Back to Breizh veut dire "retour vers la Bretagne". L’album précédent 1 Douar, "une seule terre", était beaucoup plus métissé, avec notamment Youssou N’Dour, Khaled.Il y avait Jim Kerr des Simple Minds, Paddy Moloney, John Cale. C’était un album dans lequel j’insistais sur le fait que j’étais d’abord un citoyen du monde et après un Breton. Une fois que j’ai dit ça, je peux me permettre d’aller davantage vers la Bretagne, car pour entrer dans le XXIème siècle, c’est mon bagage breton que j’ai envie de faire passer. La culture bretonne est extrêmement riche comme la musique qui l’accompagne. Qu’est-ce qui explique selon vous cette richesse ? Est-ce sa mythologie qui est cependant moins connue que la mythologie grecque ou romaine ? Toute la culture celtique et bretonne est moins connue. Elle rappelait trop aux Français, notamment, qu’ils avaient été Barbares. C’est quelque chose qu’ils ont du mal à admettre, alors qu’il n’y a pas de honte à en avoir, surtout que les Barbares étaient loin d’être barbares. Pendant des siècles il y a eu ce complexe. La France voulait être la première fille de Rome et le flambeau de la civilisation qui continuait la lignée des grands ancêtres classiques grecs et romains. Tout ce qui pouvait lui rappeler que les Français n’étaient pas de très longue date citoyens romains mais qu’avant ils avaient été Gaulois, Celtes, tout cela posait problème. A tel point que quand je suis né, personne n’admettait encore, par exemple dans les écoles des Beaux-Arts, qu’il y avait un art celtique. Il a donc fallu du temps pour que des choses si évidentes soient admises. Si on parle de mythologie, aujourd’hui encore, les gens restent relativement ignorants. Ils auront vaguement entendu parler de la légende du Roi Arthur et de la Quête du Graal, mais c’est déjà quelque chose de très vague qui n’est pas profondément celtique. C’est déjà de la fusion. Presque personne ne connaît la véritable mythologie celtique.

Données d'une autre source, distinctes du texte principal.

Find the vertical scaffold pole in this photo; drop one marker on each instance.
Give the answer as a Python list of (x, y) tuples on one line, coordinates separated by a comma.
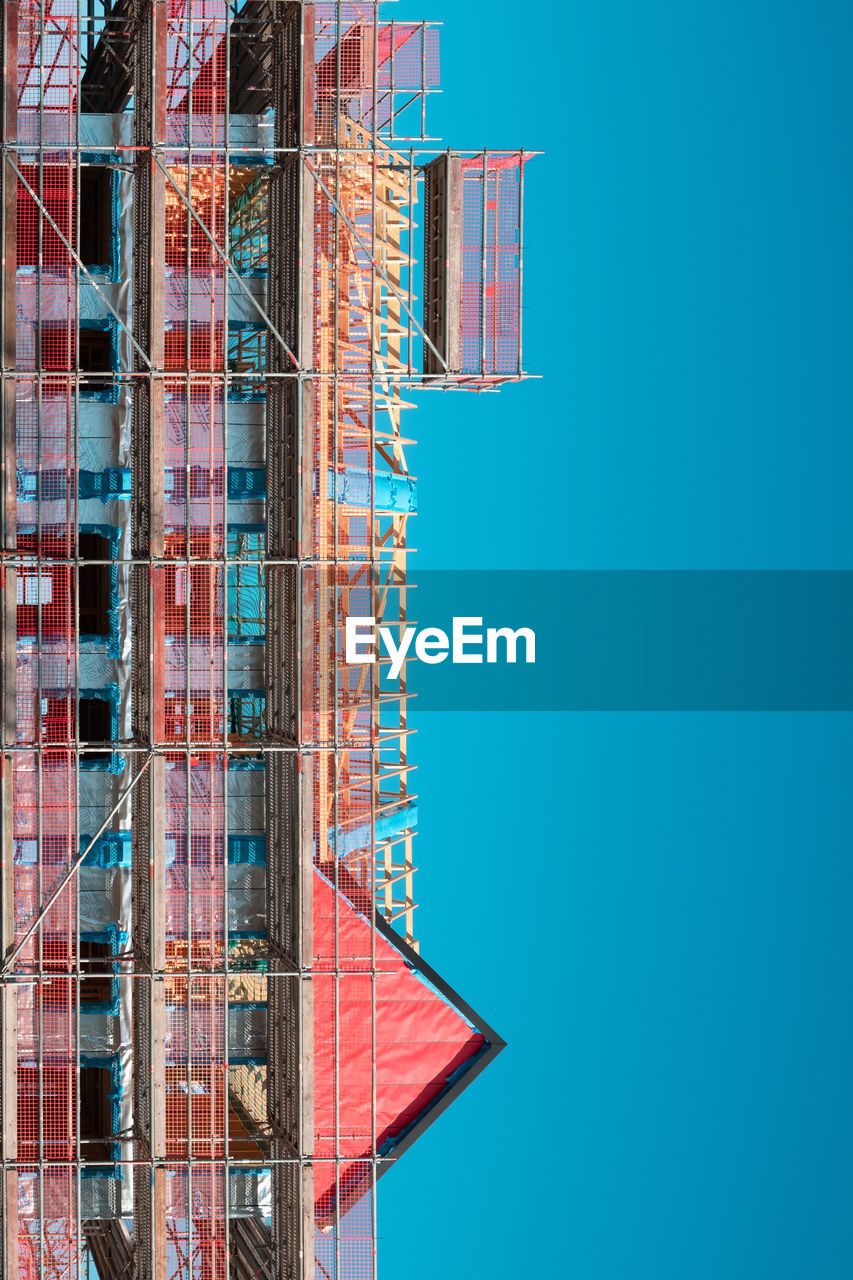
[(8, 996)]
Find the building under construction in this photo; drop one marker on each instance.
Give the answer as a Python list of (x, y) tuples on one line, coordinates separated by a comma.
[(232, 261)]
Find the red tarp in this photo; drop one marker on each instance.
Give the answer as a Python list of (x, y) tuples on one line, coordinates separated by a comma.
[(420, 1041)]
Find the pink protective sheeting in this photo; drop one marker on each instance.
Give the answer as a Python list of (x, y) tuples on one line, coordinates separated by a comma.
[(420, 1042)]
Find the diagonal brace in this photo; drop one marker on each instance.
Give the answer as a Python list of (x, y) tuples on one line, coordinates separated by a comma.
[(81, 265), (229, 265), (375, 265), (72, 871)]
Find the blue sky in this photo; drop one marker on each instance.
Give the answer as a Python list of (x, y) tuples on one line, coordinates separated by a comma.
[(652, 909)]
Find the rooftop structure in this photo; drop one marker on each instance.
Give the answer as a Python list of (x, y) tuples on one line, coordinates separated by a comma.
[(217, 1032)]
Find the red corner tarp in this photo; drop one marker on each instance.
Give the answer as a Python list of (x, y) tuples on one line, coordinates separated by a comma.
[(422, 1042)]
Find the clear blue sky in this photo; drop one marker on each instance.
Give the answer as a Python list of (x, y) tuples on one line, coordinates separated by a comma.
[(655, 910)]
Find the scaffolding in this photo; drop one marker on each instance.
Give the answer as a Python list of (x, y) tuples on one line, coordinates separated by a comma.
[(217, 1029)]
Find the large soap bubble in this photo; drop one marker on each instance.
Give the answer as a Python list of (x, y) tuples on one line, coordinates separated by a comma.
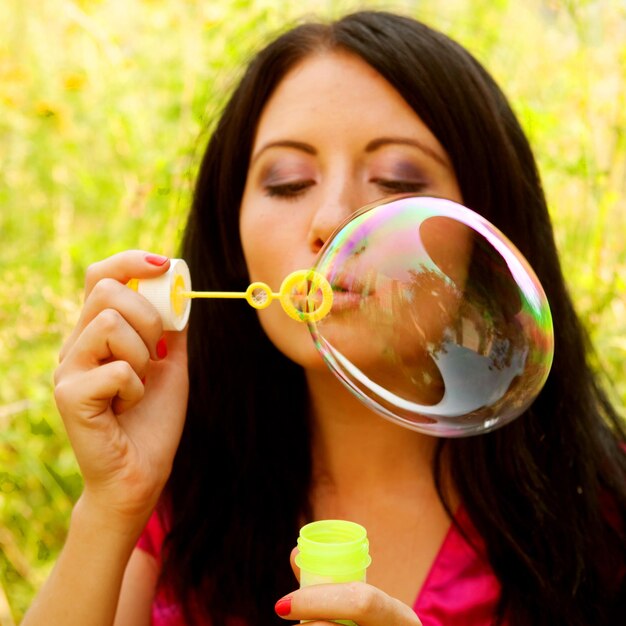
[(438, 322)]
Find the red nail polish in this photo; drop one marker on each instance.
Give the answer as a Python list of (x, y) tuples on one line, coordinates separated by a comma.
[(283, 607), (161, 348), (156, 259)]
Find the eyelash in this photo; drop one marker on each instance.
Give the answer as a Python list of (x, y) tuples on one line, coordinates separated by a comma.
[(291, 191), (399, 186), (288, 191)]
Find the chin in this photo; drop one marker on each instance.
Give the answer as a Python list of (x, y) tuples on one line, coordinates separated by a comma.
[(293, 339)]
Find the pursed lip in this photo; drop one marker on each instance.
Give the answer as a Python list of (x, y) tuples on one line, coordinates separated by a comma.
[(350, 293)]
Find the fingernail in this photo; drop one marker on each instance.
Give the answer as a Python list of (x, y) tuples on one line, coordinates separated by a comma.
[(156, 259), (283, 607), (161, 348)]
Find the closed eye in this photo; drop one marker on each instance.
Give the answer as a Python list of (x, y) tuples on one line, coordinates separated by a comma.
[(399, 186), (288, 190)]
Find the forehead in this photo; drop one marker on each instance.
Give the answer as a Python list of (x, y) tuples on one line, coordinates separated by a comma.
[(338, 91)]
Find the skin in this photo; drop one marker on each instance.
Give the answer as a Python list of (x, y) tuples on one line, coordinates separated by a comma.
[(311, 167)]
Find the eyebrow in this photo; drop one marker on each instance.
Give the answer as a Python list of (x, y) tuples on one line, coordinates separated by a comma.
[(371, 146), (284, 143), (379, 142)]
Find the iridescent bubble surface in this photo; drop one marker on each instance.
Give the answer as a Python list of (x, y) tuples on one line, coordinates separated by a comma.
[(438, 322)]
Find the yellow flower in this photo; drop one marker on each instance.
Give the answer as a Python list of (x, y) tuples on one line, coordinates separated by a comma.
[(74, 81)]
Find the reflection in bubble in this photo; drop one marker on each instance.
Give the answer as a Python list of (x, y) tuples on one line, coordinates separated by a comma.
[(438, 322)]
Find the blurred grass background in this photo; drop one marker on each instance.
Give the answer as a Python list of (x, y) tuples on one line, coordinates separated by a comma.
[(105, 106)]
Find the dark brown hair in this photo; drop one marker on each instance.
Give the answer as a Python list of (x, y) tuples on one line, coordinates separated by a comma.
[(534, 489)]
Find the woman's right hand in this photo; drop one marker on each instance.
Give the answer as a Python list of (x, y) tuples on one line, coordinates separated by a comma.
[(121, 387)]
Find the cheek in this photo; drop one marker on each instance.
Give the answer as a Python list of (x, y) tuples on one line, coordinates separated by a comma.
[(291, 338)]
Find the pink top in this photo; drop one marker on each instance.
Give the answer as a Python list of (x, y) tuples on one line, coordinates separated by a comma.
[(460, 589)]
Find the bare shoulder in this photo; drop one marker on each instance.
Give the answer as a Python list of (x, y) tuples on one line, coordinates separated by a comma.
[(138, 587)]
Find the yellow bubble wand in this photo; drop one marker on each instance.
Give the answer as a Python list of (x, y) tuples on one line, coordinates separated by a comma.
[(171, 294)]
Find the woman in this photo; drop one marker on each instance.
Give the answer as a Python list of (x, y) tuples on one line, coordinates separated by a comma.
[(520, 526)]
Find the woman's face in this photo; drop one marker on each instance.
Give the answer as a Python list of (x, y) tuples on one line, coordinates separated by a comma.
[(333, 137)]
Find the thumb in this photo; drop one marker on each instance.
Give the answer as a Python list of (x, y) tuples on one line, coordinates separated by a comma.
[(292, 560)]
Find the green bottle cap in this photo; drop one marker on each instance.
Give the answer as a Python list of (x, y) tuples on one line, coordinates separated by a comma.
[(333, 551)]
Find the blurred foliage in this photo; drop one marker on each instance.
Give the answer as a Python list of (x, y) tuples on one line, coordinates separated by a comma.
[(105, 106)]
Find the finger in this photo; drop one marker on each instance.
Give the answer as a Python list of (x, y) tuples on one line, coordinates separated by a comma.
[(108, 337), (359, 602), (124, 266), (134, 308), (90, 395)]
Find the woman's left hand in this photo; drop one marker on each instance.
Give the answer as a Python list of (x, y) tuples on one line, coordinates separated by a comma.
[(359, 602)]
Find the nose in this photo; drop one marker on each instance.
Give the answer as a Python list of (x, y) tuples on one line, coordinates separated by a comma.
[(335, 207)]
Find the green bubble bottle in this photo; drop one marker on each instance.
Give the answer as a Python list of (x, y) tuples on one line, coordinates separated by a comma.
[(333, 551)]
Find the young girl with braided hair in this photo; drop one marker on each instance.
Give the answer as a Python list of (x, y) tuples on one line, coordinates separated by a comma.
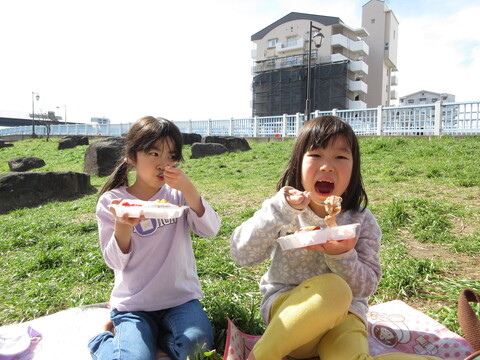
[(155, 298), (315, 299)]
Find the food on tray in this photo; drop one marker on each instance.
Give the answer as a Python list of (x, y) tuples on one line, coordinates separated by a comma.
[(158, 209), (154, 204), (304, 238), (333, 206), (308, 228)]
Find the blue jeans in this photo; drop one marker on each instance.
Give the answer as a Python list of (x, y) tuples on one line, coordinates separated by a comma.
[(180, 332)]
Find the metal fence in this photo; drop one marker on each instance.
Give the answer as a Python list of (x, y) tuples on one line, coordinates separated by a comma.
[(460, 118)]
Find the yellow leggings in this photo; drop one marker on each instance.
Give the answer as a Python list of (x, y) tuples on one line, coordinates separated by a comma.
[(312, 320)]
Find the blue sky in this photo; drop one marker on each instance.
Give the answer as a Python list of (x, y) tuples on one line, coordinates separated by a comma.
[(192, 59)]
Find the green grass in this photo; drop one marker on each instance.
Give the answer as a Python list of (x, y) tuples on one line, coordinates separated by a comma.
[(422, 190)]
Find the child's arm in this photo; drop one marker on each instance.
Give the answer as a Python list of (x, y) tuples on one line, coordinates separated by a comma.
[(177, 179), (253, 241), (360, 267)]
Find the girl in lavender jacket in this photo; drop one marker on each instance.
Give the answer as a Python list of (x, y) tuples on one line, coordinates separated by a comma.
[(155, 298)]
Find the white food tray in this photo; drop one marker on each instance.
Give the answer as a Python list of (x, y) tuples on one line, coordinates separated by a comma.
[(149, 209), (314, 237)]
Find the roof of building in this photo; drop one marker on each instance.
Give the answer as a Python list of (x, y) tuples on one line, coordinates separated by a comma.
[(325, 20), (425, 92)]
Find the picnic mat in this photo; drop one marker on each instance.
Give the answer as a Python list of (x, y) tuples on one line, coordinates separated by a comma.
[(65, 335), (392, 327)]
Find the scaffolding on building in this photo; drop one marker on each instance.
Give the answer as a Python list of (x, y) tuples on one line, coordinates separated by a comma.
[(282, 90)]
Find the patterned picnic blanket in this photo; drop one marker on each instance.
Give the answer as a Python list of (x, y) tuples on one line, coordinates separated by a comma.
[(392, 327)]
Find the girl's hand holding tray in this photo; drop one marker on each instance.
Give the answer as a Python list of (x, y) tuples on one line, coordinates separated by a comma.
[(159, 209)]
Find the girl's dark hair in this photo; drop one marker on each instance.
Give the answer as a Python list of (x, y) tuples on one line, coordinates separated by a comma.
[(317, 133), (142, 136)]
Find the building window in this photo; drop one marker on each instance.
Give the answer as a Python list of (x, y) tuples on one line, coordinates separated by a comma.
[(272, 42), (291, 41)]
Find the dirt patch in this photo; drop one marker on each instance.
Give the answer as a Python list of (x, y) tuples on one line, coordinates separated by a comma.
[(463, 266)]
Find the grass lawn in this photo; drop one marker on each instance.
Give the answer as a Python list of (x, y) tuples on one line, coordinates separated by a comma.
[(424, 191)]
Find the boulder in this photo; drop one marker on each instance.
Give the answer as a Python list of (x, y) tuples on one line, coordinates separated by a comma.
[(71, 141), (4, 144), (29, 189), (191, 138), (232, 143), (101, 157), (25, 163), (200, 150)]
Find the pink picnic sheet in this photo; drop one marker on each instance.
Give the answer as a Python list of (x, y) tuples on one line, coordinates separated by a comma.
[(65, 334), (392, 327)]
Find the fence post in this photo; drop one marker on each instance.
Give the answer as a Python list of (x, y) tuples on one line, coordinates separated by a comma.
[(379, 120), (297, 123), (438, 118)]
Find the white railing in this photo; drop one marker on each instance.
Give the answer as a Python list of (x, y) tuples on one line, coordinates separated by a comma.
[(462, 118)]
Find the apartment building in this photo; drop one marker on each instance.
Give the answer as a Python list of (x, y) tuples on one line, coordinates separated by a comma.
[(339, 71), (382, 26), (424, 97)]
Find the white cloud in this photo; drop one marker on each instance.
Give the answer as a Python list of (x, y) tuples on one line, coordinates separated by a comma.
[(191, 59), (440, 54)]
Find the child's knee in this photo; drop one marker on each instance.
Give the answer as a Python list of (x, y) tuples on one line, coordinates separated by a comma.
[(330, 285)]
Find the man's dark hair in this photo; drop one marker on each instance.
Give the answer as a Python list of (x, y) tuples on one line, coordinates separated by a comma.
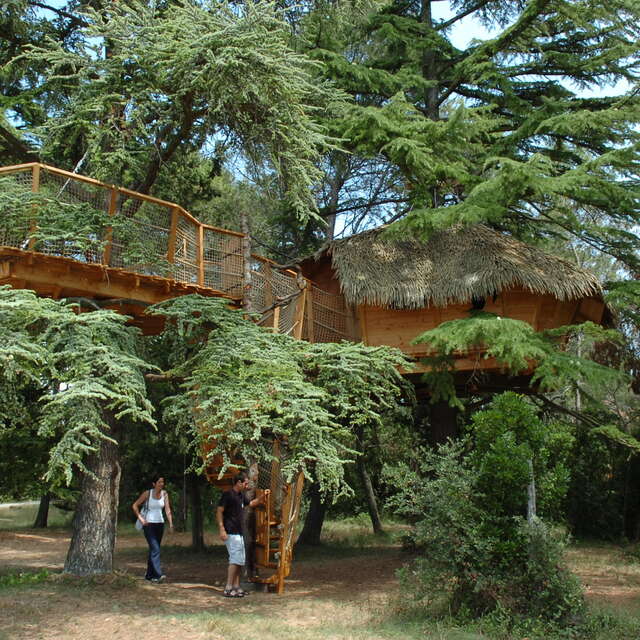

Armoricaine est une chanson très vindicative. Elle règle ses comptes avec les a priori sur la Bretagne, la "celtitude" ?Il faut reconnaître que c’est un coup de gueule. Il y a eu une grosse polémique autour de la charte des langues minoritaires et régionales en Europe et que la France et la Grèce n’ont toujours pas signée. Le refus de réviser la constitution pour mettre la France aux standards européens en matière de droits de l’homme culturel, c’est quelque chose qui m’a énormément choqué. Mais c’est surtout la levée de boucliers par des gens comme Gisèle Halimi que j’admirais énormément, qui s’était tant battue pour le droit des femmes, et qui tout d’un coup lève l’épée du bonapartisme contre les autres cultures, contre le droit à la différence. Et nous taxer de "communautaristes", c’est comme taxer les femmes de "communautaristes". Quand les femmes ont simplement demandé à être traitées à égalité avec les hommes, quand elles demandent le même salaire qu’un homme pour le même travail, on ne dit pas qu’elles font du "communitarisme". C’est exactement le même chose que demandent les Bretons. On ne demande rien d’autre que l’on nous respecte comme on est, avec notre culture, notre langue. Si on parle une langue, elle est aussi respectable qu’une autre, elle doit être traitée à égalité avec une autre langue.